Similar conclusions can be drawn when it comes to business investment. Though down slightly, current business investment is basically in line with historic levels. Thus, a huge spike is unlikely merely because of some shift in attitude or, say, cuts in tax rates.
It’s the same story with housing. Vacancy rates remain high so the idea of a construction boom leading a new economic resurgence is unlikely. At some point, as population grows, construction will pick up gradually, but don’t look for any big spikes.
#4 – The big villain in the story today is the giant American trade gap – Because the U.S. buys much more abroad than it sells, it is creating demand for goods (and services and workers) there rather than here. In the late nineties, the U.S. filled this gap in demand at home with the flawed mechanism of the stock bubble. In the last decade, it was the housing bubble that filled the gap. Is there a way to solve the problem without creating another unsustainable bubble? Baker says there is, but that both potential solutions are tough sells politically.

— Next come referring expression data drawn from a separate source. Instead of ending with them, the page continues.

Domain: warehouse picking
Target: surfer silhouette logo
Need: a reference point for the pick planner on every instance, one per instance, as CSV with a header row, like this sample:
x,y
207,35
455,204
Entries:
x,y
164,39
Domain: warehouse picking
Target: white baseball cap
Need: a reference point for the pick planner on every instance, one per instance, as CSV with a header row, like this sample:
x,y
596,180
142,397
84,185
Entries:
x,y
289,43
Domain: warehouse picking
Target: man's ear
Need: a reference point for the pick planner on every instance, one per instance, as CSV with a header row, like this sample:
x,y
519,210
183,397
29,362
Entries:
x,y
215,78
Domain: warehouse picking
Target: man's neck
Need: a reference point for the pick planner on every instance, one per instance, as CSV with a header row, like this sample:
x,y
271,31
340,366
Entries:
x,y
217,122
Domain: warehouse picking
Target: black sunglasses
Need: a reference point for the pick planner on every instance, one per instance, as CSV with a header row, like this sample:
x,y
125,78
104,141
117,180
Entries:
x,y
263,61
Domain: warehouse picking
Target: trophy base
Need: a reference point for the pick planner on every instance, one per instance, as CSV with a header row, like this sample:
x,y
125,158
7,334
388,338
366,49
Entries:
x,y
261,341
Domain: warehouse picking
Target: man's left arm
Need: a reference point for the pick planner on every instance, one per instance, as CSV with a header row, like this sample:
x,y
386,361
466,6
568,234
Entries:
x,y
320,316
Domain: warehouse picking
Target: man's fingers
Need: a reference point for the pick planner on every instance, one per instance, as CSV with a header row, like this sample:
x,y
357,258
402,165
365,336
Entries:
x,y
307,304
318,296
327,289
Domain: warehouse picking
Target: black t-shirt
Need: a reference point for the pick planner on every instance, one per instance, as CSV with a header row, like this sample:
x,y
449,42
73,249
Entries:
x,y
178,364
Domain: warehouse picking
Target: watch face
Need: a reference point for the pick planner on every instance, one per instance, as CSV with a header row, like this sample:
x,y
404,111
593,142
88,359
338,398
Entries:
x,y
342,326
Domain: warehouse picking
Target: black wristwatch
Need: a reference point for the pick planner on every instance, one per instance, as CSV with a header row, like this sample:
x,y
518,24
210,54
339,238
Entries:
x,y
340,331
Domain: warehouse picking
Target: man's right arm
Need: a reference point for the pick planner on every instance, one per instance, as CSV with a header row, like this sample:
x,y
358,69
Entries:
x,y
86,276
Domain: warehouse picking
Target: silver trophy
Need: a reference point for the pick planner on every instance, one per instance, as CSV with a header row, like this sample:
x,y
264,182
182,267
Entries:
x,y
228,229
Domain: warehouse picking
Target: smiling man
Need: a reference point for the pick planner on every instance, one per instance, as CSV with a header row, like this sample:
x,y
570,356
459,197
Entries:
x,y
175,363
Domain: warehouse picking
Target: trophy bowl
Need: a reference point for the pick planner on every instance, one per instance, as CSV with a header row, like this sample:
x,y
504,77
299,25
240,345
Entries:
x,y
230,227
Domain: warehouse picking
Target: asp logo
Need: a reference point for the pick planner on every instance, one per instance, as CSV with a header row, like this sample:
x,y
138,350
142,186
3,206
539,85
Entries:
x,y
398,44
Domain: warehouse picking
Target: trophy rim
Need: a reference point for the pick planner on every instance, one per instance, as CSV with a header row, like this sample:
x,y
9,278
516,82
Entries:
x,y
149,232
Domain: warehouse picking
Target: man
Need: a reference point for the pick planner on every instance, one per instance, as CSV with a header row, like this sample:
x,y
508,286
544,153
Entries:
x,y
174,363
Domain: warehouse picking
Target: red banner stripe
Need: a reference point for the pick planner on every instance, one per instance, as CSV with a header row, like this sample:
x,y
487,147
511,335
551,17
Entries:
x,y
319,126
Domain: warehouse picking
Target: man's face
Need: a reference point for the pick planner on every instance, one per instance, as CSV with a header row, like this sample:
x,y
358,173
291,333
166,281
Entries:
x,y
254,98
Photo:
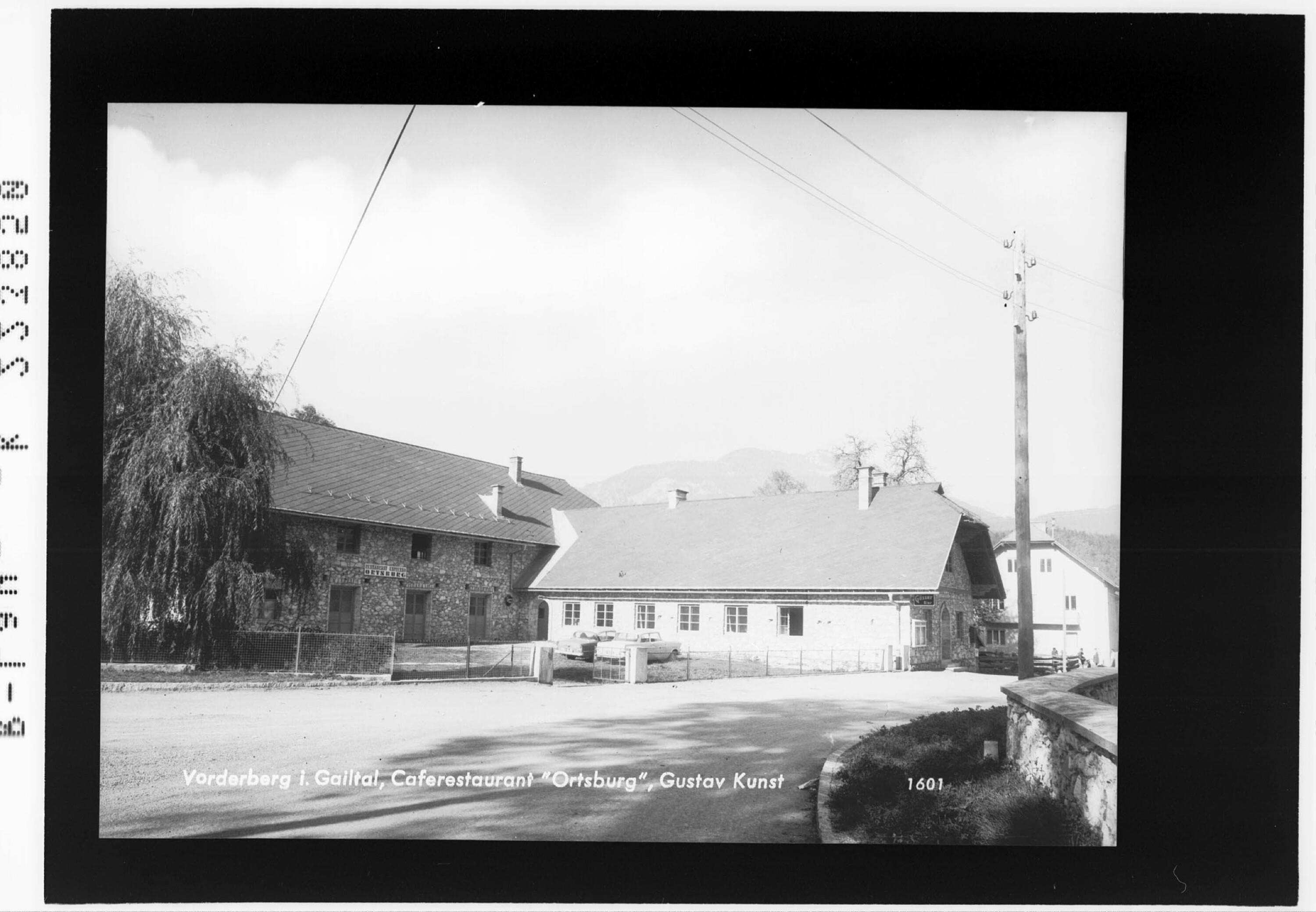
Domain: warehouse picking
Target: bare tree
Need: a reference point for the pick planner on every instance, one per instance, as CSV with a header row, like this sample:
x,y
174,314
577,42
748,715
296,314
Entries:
x,y
907,461
311,414
781,482
848,457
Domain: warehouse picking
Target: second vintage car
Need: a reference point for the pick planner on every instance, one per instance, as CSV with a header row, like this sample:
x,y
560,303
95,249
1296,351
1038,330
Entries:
x,y
582,644
658,649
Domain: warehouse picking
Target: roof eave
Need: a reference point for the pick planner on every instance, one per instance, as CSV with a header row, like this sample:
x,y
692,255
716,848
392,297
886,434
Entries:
x,y
354,520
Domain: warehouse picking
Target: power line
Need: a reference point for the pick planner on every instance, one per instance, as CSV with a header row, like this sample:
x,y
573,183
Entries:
x,y
1070,316
994,239
345,253
1076,275
860,219
928,197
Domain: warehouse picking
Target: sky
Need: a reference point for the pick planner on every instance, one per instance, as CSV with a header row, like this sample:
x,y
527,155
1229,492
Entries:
x,y
597,289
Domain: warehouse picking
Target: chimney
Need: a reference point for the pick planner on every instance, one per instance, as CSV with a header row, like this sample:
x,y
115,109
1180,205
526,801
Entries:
x,y
865,486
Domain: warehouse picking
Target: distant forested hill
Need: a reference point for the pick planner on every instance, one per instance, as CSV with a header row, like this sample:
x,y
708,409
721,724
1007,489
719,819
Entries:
x,y
1098,552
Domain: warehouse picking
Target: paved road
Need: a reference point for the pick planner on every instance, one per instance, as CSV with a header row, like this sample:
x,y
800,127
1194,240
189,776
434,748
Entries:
x,y
774,730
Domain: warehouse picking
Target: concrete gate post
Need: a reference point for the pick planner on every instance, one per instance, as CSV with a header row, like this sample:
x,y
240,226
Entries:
x,y
637,665
541,662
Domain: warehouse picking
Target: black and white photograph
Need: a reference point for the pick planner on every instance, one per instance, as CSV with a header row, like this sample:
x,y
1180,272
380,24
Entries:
x,y
612,474
660,456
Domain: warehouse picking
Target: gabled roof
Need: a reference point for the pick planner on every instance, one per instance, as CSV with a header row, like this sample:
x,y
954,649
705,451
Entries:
x,y
1010,544
812,541
347,476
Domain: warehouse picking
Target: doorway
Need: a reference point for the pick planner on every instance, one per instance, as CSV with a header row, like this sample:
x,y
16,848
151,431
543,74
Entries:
x,y
478,626
414,616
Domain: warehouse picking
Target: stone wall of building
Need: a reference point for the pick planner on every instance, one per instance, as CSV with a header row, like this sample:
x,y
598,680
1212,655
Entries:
x,y
1066,741
383,572
956,597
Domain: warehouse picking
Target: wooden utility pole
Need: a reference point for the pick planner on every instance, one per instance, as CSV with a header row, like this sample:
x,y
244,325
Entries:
x,y
1023,520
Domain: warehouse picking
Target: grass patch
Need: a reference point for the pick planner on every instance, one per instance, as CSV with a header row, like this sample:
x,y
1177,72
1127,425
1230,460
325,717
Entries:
x,y
112,674
977,803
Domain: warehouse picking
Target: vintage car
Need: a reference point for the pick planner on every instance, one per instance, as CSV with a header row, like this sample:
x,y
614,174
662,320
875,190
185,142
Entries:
x,y
658,649
582,644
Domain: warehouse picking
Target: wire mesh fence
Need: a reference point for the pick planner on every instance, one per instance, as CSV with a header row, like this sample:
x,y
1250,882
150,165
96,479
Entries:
x,y
266,651
1007,664
768,664
462,660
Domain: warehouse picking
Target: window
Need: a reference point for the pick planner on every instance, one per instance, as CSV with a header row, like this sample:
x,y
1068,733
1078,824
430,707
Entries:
x,y
483,554
689,618
343,607
270,607
922,623
790,622
414,616
737,619
349,540
420,547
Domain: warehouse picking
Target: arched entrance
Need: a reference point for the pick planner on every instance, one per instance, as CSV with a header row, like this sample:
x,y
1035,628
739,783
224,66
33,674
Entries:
x,y
541,631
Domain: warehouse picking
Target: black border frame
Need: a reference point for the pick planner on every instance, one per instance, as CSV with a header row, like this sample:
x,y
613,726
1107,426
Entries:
x,y
1211,422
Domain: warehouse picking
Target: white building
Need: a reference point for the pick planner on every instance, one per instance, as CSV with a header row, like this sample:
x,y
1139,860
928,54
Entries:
x,y
1074,606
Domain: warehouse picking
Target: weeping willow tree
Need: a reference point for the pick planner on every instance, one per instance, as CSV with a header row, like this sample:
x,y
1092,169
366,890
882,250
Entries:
x,y
189,540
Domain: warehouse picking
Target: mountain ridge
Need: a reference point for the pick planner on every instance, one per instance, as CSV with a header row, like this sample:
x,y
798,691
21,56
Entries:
x,y
739,473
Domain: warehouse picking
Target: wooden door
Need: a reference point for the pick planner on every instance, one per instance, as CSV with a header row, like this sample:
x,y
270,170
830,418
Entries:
x,y
478,624
414,618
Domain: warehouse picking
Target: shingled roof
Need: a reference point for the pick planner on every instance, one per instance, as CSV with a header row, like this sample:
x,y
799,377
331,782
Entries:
x,y
343,474
819,541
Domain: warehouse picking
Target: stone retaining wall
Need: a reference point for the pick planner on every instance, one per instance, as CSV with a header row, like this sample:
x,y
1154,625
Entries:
x,y
1106,690
1062,737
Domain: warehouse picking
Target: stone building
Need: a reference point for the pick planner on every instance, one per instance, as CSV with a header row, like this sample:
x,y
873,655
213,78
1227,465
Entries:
x,y
410,541
1074,606
886,568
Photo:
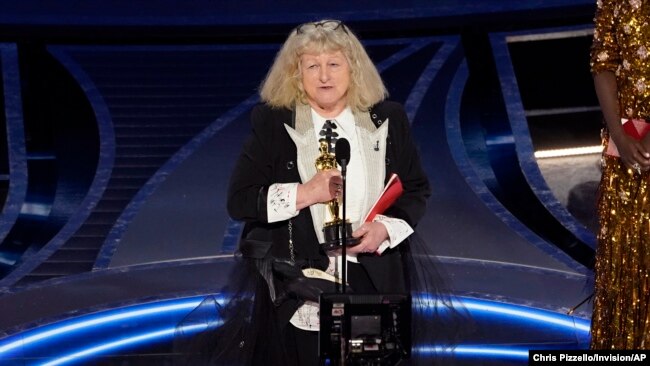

The first solution is to run larger federal budget deficits. A federal infrastructure program of $300 to $400 billion per year would do wonders to jumpstart the economy. Baker says the obsession with the deficits is overblown and that the failure of the Obama administration and Congress to produce a sufficiently large stimulus package back in 2009 and 2010 explains much of the current economic malaise. That said, of course, political support for larger deficits seems unlikely to materialize – especially now that the deficit is shrinking rapidly.
In light of this reality, Baker say the only other realistic solution is attack the trade deficit directly through trade negotiations that would lower the value of the dollar. If the U.S. negotiated such an arrangement, the price of domestic goods would fall and the price of foreign goods would rise. Demand for domestic products would surge as would domestic production and employment. Here in North Carolina – the home to countless outsourced factories – this argument makes obvious sense.
#5 – The chief roadblock to lowering the dollar and the trade gap is the corporate lobbying machine – Unfortunately, and as you might have guessed, many giant American corporations are resistant to such an approach. Wal-Mart and other giant retailers want to keep their flow of cheap, foreign goods. Computer and drug companies want trade negotiators to press for other concessions from China and other partners over things like patents and trademarks. Thus, while lowering the dollar is always on the Obama administration’s “to do” list, it never rises to the top.
The good news in Baker’s story is this: The U.S. has the tools at its disposal to address its economic malaise. Economies are complex beasts, but they are not divine; we know much about what makes them tick and have the capacity to construct them in such a way so as to benefit the masses. What we lack right now is the political will to overcome the power of the corporate lobbying establishment and the market fundamentalist ideologues that do their bidding. Let’s hope that, as more and more people hear Baker’s common sense analyses, that’s an equation that begins to change.